For the exhibition Ellen Carey: Light Struck, on view at the Fox Talbot Museum in Lacock, England, through March 31, 2024, Carey responded to William Henry Fox Talbot’s A Cascade of Spruce Needles, 1839, one of his earliest photographic experiments, in which he scattered spruce needles across the surface of a light-sensitive sheet of paper and exposed it to the sun. (Ellen Carey: Struck by Light is on view through January 28, 2024, at the New Britain Museum of American Art in New Britain, CT.) Carey’s Crush & Pull with Hands, Penlights & Spruce Needles, 2023, created for the museum, is a six-panel installation that highlights photographic color theory as well as the importance of the negative: she used the monumental Polaroid 20×24 camera, which produces, in seconds, a negative-to-positive contact print from a one-step, peel-apart process.
Carey wrote about Talbot’s photogram for photograph.
William Henry Fox Talbot’s A Cascade of Spruce Needles is extraordinary for a variety of reasons. The object speaks back – silhouetted hieroglyphs dance, sing, and move, showing order in a single spruce needle and chaos in scattered shapes on a dark ground. The image opens a window onto another reality.

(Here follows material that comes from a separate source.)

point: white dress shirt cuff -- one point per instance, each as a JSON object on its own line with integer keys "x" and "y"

Talbot could not draw or paint, nor can I. His early photographic experiments opened a door to a portal of future possibilities for photo-artists like me. I examined A Cascade of Spruce Needles every which way: in reverse, upside down, flipped, appropriated, blown-up, color versus non-color. Talbot’s negative pre-dates and points the way toward many 20th-century art movements of the avant-garde: Surrealism, Dada, Abstract Expressionism, minimalism, color field painting, monochrome, even feminism and art. In addition to Talbot’s photograms, I looked to Anna Atkins for color, and I looked to Daguerre for the pristine surface of a Polaroid positive – unique works of art, too. These artists underscore my own dual practice – in Polaroid with Photography Degree Zero, 1996-2023, and in the photogram Struck by Light, 1988-2023, not to mention research, in my collection of essays, Pictus & Writ. In revisiting Talbot’s image – a contact print of the negative made for its positive – I formed a call and response through centuries, from the 19th-century photogram to the gigantic Polaroid 20 x 24 photogram in the 21st century.